В реальном же смысле речь шла о невозможности метать бисер перед свиньями.
Себе дороже.
Потому особенно изводило Ормана массовое, хоровое, чумовое пение в перерывах конференции.
Группами. Всем скопом.
Власть, дряхлеющая на глазах, чувствовала себя уверенно лишь в оглашенном, оглушенном, а вернее, оглохшем пространстве.
Не потому ли Орман внезапно открыл, что сама жуткая материя окружения разбудила в нем дремлющее умение слышать обостренным слухом дальние разговоры сквозь сплошное пение, истинный талант заушателя. Людское бубнение словно бы поворотом внутреннего рычажка прояснялось в речь.
Глаз подмечал ранее размытое и обманчивое. Орман пугался всего этого, словно бы некое новое рождение или перерождение толкало, сосредоточенно и в то же время как бы отсутствующе, к принятию решения, согласно анекдоту о ведущем сионисте нового времени – Юрии Гагарине, который первым сказал: «Поехали!»
А ведь и вправду решение ехать было не менее драматичным, чем полет в космос, в который не верили сидящие на скамеечке в парке его города старые евреи: мало ли что можно передавать по радио и показывать по телевизору.
Казалось, легче полететь в космос, чем покинуть пределы этого заколдованного невидимыми, но весьма ощутимыми железными цепями, занавесами, задвижками пространства.
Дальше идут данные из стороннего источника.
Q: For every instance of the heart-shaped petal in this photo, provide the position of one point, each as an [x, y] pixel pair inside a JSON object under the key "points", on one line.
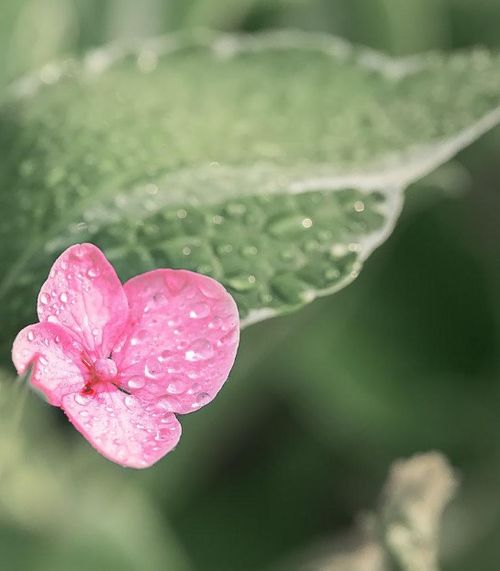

Орману представлялось, что мистику этой замкнутости могут отомкнуть лишь соответствующие ей по абсурдности действия, как полет ведьм на метле, мгновенное перенесение с одного места на другое, побег на лесосплаве через Карелию или угон самолета, который при нем обсуждали ребята, толкущиеся у синагоги.
Байка, приписываемая жестокому шутнику композитору Богословскому, обретала реальность мечты. Якобы, желая отомстить другому весьма пьющему композитору, Богословский подговорил компанию напоить его и довести до памятника Пушкину, где тот отключился. В таком состоянии его отправили на самолете в Киев и там положили около памятника Хмельницкому. Конечно, тот чуть не свихнулся. Но очень заманчиво было бы уснуть у памятника Пушкину и проснуться в Иерусалиме, положим, у стены Плача.
Когда была взята группа, пытавшаяся угнать самолет, это было с их стороны единственно трезвым действием, разрушающим опаивающую размягчением мозга магию этого чертова пространства.
Власть еще была куда как сильна – слать танки в Чехословакию, Египет и Сирию, слыть оплотом освобождающихся народов Азии и Африки.
Когда в очередной раз на конференции сравнивали сионизм с расизмом, Орман про себя произносил, как заклинание, на иврите, слова пророка Исайи – «Ми Цион тецэ Тора вэ двар Элоим ми Ирушалаим» – «Из Сиона взойдет Учение и слово Господа – из Иерусалима».
Естественно, в этом сжимающем виски похуже мигрени пространстве независимые философские поиски могли восприниматься только как преступление. Кто ты, ваще, такой, гражданин Орман, какое имеешь право заниматься философией, не имея ученого звания?
В перерыве между заседаниями конференции Орман разговорился с научным сотрудником Института истории и философии, довольно молодым человеком, сделавшим небольшое, но насыщенное мыслью сообщение. Достаточно было нескольких положений, высказанных Орманом, как сотрудник разволновался:
– Почему бы вам не подать документы к нам в Институт на соискание хотя бы места младшего научного сотрудника?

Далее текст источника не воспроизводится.